O troço de linha férrea com maior concentração de comboios em toda a rede nacional, em plena Lisboa, está a ser totalmente renovado. A obra é feita durante a noite e os moradores não se mostram incomodados com o ruído. Eles sabem que vai ficar melhor, porque houve reuniões prévias de troca de informações. No Natal estará tudo pronto.

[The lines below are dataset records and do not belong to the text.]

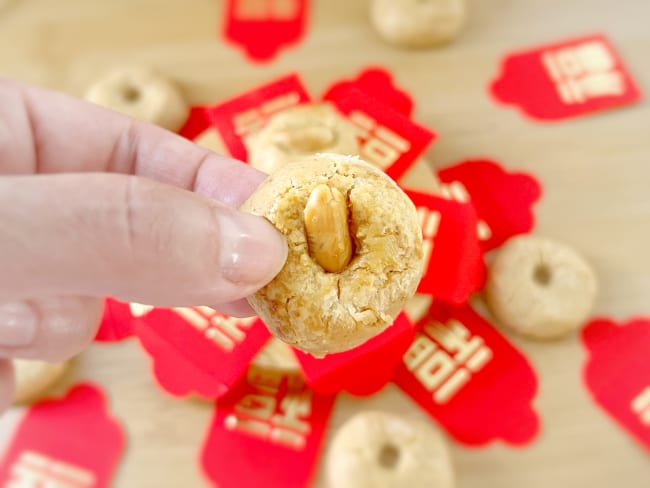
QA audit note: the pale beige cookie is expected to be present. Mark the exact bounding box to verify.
[242,154,423,356]
[370,0,466,48]
[85,68,189,132]
[247,103,359,173]
[13,359,70,404]
[326,411,454,488]
[485,236,597,339]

O caso passa-se em Marvila, uma das grandes freguesias da capital, e corre ao longo de 2,5 quilómetros pelo vale de Chelas. Já foi uma zona eminentemente rural e hoje as extensões verdes têm também prédios de habitação social, lojas de bairro, cafés, farmácias, pequenos restaurantes. Em grande destaque, e sempre com gente, há a biblioteca municipal inaugurada há dois anos, onde os moradores se cruzam para várias atividades: música, cinema, teatro, reuniões e, claro, tudo o que se relaciona com livros. "É muito mais do que uma biblioteca", diz sorridente Luís Pereira, 21 anos, servente de jardineiro, que se ligou à associação Serve the City e é facilitador comunitário no bairro dos Alfinetes.

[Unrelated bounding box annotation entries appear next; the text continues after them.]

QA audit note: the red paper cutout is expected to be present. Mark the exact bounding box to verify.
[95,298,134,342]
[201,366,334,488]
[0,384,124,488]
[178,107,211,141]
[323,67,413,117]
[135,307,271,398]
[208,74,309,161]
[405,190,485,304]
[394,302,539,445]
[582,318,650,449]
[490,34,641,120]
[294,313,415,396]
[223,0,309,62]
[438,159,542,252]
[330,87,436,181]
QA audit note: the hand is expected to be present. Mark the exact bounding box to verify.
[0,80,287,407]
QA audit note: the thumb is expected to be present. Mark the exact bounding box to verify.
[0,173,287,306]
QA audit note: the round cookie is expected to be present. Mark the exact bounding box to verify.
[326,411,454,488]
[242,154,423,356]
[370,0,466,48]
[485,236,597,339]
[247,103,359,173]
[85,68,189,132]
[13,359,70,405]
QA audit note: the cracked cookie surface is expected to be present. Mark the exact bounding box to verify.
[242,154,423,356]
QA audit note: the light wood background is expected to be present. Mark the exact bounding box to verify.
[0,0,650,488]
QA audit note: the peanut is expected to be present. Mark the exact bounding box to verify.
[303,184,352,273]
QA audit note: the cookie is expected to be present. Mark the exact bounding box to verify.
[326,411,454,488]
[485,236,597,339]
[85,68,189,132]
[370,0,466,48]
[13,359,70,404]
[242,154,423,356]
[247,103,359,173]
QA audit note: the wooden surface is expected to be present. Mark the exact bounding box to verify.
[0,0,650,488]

Saímos da biblioteca para ir até à linha férrea, à passagem de nível cruzada a pé por quem ali mora ou trabalha - os carros vão dar outra volta, não atravessam. Luís confessa que tem pena de ainda não ter conseguido ver as obras noturnas, mas as visitas organizadas pela Infraestruturas de Portugal (IP) foram sempre em vésperas de trabalho e ele levanta-se às seis da manhã. Estas visitas foram fundamentais para que o ruído da obra não levantasse protestos.